Чернов из последних сил пытался оттолкнуть его, но лезвие неминуемо опускалось.
— Сам сдохни! — Олег неожиданно схватился за клинок, крутанув его в сторону большого пальца, вырвал нож из рук врага и быстро всадил нож оторопевшему немцу в шею. Оттолкнув труп в сторону, поднялся и увидел, что рядом другой фриц навалился на раненого бойца. Пистолет в стороне, а он с трудом сдерживает нож, направленный в грудь.
Чернов подскочил и несколько раз всадил клинок немцу в спину.

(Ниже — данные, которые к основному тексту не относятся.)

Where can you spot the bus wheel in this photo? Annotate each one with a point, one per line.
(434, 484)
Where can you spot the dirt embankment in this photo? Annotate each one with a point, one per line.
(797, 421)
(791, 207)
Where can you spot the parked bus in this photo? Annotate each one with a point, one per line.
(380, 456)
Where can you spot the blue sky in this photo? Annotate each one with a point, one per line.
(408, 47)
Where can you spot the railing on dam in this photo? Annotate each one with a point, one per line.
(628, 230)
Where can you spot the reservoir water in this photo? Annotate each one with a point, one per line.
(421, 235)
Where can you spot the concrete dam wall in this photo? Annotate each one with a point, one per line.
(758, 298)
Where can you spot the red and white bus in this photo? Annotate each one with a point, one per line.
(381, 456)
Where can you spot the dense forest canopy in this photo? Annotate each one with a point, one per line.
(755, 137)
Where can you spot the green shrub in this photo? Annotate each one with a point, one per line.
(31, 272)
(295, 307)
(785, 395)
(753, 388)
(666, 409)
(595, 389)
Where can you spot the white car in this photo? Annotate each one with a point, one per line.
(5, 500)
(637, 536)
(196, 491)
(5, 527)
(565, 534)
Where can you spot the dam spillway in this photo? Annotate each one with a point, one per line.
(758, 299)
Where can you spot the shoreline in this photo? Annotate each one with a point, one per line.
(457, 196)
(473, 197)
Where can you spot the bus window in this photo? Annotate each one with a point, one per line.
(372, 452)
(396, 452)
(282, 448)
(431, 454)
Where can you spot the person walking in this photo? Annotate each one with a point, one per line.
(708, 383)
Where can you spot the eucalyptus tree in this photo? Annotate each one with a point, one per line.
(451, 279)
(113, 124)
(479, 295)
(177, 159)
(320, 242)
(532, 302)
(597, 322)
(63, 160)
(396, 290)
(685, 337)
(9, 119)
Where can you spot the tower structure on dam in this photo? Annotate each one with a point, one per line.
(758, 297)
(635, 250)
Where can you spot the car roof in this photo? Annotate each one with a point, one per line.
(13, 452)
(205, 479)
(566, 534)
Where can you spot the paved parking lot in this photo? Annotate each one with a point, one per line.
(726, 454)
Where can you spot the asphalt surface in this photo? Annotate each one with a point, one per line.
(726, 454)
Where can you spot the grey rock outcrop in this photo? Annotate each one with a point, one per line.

— И ты сдохни! Сдохни! Сдохниии!
— Спасибо, выручил!
Боец поднялся, и тут Олег увидел у него петлицы, а на них два кубика. Вроде лейтенант, вспомнилось Олегу. А лейтенант, морщась, перезарядил пистолет и кинулся вдоль окопа. Там загрохотали выстрелы. К Олегу подскочил боец в черной робе.
— Жив, браток? — Он подмигнул Чернову, затем посмотрел поверх бруствера, дал очередь из автомата и кинулся вдоль окопа. В той стороне раздался взрыв, а затем наступила тишина. Олег высунулся и поглядел на поле. Он увидел дымящий танк и фигурки немцев, отходящие к далёкому лесу.
— Вот он, товарищ командир, — раздался знакомый голос и из-за поворота окопа появились двое — боец, в черной робе и лейтенант, которому он помог, убив навалившегося на него немца.
— А! — улыбнулся лейтенант. — Это он меня от смерти спас. Сразу видно — наш человек!
Лейтенант протянул руку Чернову.
— Лейтенант Маслов, — представился он.
— Сержант Чернов, я… уй-ё! — Боль накатила внезапно. Олег схватился за голову и заскрипел зубами.
— Видать взрывом контузило. Я его в воронке сидящим нашел, когда с летного поля бежал. — Одетый в черную робу и в грязной пилотке боец присел рядом. — Ничего, это бывает. Потерпи чуток, скоро пройдёт.
— Кстати, Егоров. Что там на аэродроме? Самолеты улетели?
— Девять улетели, остался один целый, остальные сгорели. Почти у всех прямое попадание. Метко бьёт фриц, мать его растак!
— А последний почему ещё не в воздухе?